Sculptor Albert Paley

World-renowned forged steel sculptor Albert Paley shows his work in Big Sur.

Albert Paley''s forged and fabricated steel works rise from their bases with restless energy, like Art Nouveau tendrils charged with Hephaestus''s force. Bands of metal spiral up, shafts twist, and errant "leaves" curl and bend away from the upward thrust. One marvels at both the aesthetic effect and technical feat: Paley has conjured plant forms and the verve of growth, a sense of becoming, out of the most rigid material in an artist''s palette.

An exhibition of Paley''s recent work, comprising furniture and small sculptural pieces, opens this Saturday at the Hawthorne Gallery in Big Sur.

Paley is an internationally recognized master of forged and fabricated steel sculpture and architectural metalwork. With many public and private commissions nationwide in both idioms, the artist has illustrated a mind-boggling versatility, as well as a protean creativity.

The breadth of his oeuvre is impressive. There is the aforementioned Art Nouveau-inspired decorative art, and monumental public sculptures of formed and fabricated steel, as well as an array of sculpture, large and small, featuring ribbons, bands and planes of steel, bronze, copper, weathered steel and painted steel. In all, boldness and a baroque vitality mark every turn.

"People often refer to my work as inspired by Art Nouveau, but really there are many more sources," Paley says. "Celtic linear forms, elements of Islamic design, and Oceanic art are just a few. But Art Nouveau is the familiar term. It''s the organic component that''s important to me, the interrelationship of forms. There are similar sensibilities found elsewhere, mine are just expressed differently."

Paley came to sculpture from jewelry making. In the late 1960s, he had achieved wide recognition for his brooches, fibulae, pins, bracelets, pendants and rings that stood as sculptural marvels as well as body ornamentation. He took jewelry from the realm of fashion accent to a place of bombastic personal statement: body art. In this work he exhibited an acclaimed virtuoso technique that combined styles and precious materials with an irrepressible inventiveness.

In 1973 Paley won a competition for the commission of the portal gates for the Renwick Gallery of the National Museum of Art, Smithsonian Institute, in Washington, D.C. After that triumph, the sculpture that had up to then been a sideline of his creative work took center stage. He moved into an industrial space, trained assistants, and began a sculptural journey.

Paley''s techniques were those he learned from turn-of-the-20th century books or from septuagenarian retirees who had worked with the materials.
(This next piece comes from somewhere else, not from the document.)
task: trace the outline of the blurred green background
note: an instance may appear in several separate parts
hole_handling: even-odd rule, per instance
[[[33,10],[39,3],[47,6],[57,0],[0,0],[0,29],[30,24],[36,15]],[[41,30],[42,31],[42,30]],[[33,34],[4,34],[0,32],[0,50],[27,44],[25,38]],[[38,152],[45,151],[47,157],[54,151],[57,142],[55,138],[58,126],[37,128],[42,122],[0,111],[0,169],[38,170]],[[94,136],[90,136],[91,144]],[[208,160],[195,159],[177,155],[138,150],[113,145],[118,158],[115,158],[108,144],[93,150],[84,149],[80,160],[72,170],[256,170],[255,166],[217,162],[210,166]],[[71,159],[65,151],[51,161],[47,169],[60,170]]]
What followed has been a remarkable exploration of his chosen material, with the master artist guiding his workshop through the vicissitudes of a roller-coaster economy, demanding clients, and federal and city bureaucracies.

"The fundamental basis of the whole thing is the problem-solving, finding the unique form for the solution, developing the process to create the three-dimensional form in sculpture, furniture, architectural metalwork. I draw on all periods of art history, I engage with all of it. It''s a personal quest, a personal unleashing," reflects the artist.
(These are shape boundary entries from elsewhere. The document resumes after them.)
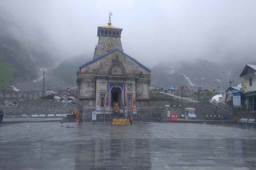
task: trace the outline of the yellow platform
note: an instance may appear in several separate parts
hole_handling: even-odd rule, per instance
[[[129,118],[124,117],[114,117],[112,121],[112,125],[130,125]]]

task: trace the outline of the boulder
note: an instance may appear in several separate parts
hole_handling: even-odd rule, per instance
[[[4,101],[4,104],[7,106],[13,106],[14,105],[12,102],[8,100]]]
[[[54,96],[54,97],[53,98],[53,99],[54,99],[54,101],[57,101],[58,102],[59,102],[60,98],[60,97],[59,96]]]
[[[47,90],[44,93],[44,96],[47,99],[53,99],[54,97],[55,92],[53,90]]]
[[[74,96],[67,96],[66,98],[66,100],[73,100],[73,101],[76,101],[76,99]]]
His quest has to date resulted in countless national and international exhibitions, fellowships, grants and awards. Major museums purchase his work; his public sculpture dazzles and entertains those who experience it.

"In public sculpture, I search for the ability of the form to solicit the emotions appropriate to the site," he says. "I have to consider the viewing space, the architectural scale and size, all the formal elements. Then there is the human element, the pedestrian. How does it engage the viewer? How will the viewer see it in relationship to everything else? How does it humanize that experience, enrich that pedestrian experience?"
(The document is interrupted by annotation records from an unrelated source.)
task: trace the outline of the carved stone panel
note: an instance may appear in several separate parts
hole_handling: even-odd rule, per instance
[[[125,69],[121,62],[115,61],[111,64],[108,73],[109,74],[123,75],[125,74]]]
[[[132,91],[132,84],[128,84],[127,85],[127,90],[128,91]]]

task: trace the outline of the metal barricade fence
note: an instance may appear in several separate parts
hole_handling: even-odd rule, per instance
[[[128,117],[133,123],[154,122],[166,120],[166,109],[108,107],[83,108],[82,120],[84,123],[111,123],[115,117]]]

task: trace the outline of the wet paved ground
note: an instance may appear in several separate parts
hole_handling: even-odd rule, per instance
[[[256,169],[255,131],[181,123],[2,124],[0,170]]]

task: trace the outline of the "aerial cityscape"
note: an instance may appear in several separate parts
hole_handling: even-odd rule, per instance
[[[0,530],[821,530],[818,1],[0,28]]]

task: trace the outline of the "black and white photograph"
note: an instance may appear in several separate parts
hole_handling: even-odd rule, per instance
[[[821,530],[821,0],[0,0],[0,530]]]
Viewers at the Hawthorne Gallery will not see Paley''s monumental sculpture, but certainly all the same elements are in full force in the tables, lamps, stands, and small sculptures that are on exhibit there. The physical presence and bursting energy of all these pieces make the term "furniture" seem feeble. A Paley lamp may shed light, but its other qualities raise it to the level of fine art.

Recently, Paley has worked with the glass artists at Pilchuk, the workshop founded in Washington State by Dale Chihuly in the 1970s that since has become the nation''s premier laboratory for glass art and design.

"Pilchuk has an artist-in-residence program where they invite artists from outside the glass field," Paley explains. "The purpose is twofold. One, it lets outsiders experience the medium, and, two, it allows them to get a fresh perspective from those outsiders. They gave me technicians to execute my designs. I''ve recently incorporated glass into some of my sculpture, which adds to the complexity of the work."

Several of these glass and steel pieces are on view at the Hawthorne Gallery, the largest repository and dealer of Paley sculpture west of the Rockies. Like the plastic magic of forged steel, molten glass has its fluid/frozen drama glistening and reflecting. By combining the two, Paley has entered yet another stage of personal invention in his quest.